Os olhos de Xena brilharam marejados por um segundo.

-E como eu teria certeza? Sobre as almas?

-Como você tem certeza que estar aqui faz alguma diferença? A palavra de uma única pessoa, que lhe manipulou para seus fins é o que basta? Você não é estúpida, Xena. Faça-me o favor.

-Como eu faço para sair? Desse limbo?

-Você precisa escolher. O que vai guiar a sua intenção? Todo o seu blábláblá de culpa e autoflagelamento, ou o que você leu no pergaminho?  A pieguice da redenção do herói ou a família, Xena?

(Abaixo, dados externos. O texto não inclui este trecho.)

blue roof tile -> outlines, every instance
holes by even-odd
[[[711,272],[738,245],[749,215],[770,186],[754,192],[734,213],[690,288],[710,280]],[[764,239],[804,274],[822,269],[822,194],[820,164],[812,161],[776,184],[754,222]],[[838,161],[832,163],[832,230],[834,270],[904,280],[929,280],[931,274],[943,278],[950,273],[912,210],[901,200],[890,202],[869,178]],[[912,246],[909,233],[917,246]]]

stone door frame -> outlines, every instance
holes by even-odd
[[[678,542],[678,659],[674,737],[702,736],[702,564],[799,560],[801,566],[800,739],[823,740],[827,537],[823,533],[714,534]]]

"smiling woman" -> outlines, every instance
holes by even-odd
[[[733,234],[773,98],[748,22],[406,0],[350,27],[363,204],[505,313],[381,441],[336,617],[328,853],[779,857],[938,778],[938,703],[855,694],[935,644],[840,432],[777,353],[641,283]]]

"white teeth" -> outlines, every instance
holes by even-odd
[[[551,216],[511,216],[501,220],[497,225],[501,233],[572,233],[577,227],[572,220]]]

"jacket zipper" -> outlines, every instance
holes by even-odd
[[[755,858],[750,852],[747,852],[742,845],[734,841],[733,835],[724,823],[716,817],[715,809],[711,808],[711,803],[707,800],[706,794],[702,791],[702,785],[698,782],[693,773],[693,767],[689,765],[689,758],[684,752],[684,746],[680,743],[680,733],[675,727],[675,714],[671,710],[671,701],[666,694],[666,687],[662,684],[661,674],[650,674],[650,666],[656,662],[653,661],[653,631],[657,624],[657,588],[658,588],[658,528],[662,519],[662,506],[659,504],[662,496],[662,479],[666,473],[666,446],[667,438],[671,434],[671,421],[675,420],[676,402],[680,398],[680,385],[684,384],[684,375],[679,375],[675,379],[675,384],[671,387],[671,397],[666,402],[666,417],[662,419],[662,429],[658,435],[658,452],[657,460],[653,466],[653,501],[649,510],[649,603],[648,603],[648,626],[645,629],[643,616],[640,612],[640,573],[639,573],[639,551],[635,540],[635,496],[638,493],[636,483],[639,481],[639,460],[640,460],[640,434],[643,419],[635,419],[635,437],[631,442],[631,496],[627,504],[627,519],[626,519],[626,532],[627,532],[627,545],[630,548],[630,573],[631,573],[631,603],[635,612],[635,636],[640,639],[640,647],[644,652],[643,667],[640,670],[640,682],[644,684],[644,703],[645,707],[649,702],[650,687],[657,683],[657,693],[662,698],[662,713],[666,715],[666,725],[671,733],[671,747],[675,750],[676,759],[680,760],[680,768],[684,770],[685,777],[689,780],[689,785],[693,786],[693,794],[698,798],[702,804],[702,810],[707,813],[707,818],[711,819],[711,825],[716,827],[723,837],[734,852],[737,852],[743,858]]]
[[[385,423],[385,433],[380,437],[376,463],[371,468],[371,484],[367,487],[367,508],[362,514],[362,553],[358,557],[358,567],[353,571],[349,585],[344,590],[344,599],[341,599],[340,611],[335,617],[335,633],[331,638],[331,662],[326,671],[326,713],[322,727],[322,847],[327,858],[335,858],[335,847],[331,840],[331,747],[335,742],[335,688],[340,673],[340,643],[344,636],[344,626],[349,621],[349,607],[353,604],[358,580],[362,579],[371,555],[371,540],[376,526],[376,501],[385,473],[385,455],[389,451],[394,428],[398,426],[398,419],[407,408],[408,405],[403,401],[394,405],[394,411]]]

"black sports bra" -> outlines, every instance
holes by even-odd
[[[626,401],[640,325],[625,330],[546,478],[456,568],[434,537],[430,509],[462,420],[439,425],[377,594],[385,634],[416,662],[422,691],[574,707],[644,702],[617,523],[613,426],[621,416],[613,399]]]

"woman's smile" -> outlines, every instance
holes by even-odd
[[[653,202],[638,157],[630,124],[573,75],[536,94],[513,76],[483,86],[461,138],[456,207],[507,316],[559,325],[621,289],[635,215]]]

Quando você fizer a escolha, estará livre e poderá achar Gabrielle onde ela estiver. Mas não perca muito tempo. Nesse momento ela está galopando furiosamente de volta para a Grécia para tirar a sua filha irritante de mais uma encrenca em um showzinho com as Amazonas irritantes. Não vai ser bonito.

Xena levantou-se e fechou os olhos como se resolvesse algum conflito interno.

-Eu escolho Gabrielle.

-Muito bem, a porta está ali – disse Athena apontando para o canto daquele local escuro e revelando uma porta tão simples e óbvia, mas que os olhos de Xena nublados de culpa eram incapazes de ver antes. Ela dirigiu-se à porta, enxergando um feixe de luz do outro lado.

-Obrigada, Athena. E sinto muito por como as coisas acabaram entre nós.

-Que bobagem. Eu só tenho a agradecer.

A deusa sorriu, e estranhamento era um sorriso sincero.

Xena sentiu seu corpo espiritual ser sugado por um vórtice violento de energia enquanto mentalizava a imagem de Gabrielle e a “viagem” durou alguns segundos até ela aterrissar na cabana da Rainha amazona.

Gabrielle estava suada, tinha respingos de sangue nos nós de seus dedos e limpava seu rosto sujo, quando se virou. Seu semblante, antes furioso, se desfez em surpresa e por alguns segundos perdeu o ar.

-XENA?!

-Eu disse que para onde você fosse, eu estaria ao seu lado – respondeu sorrindo.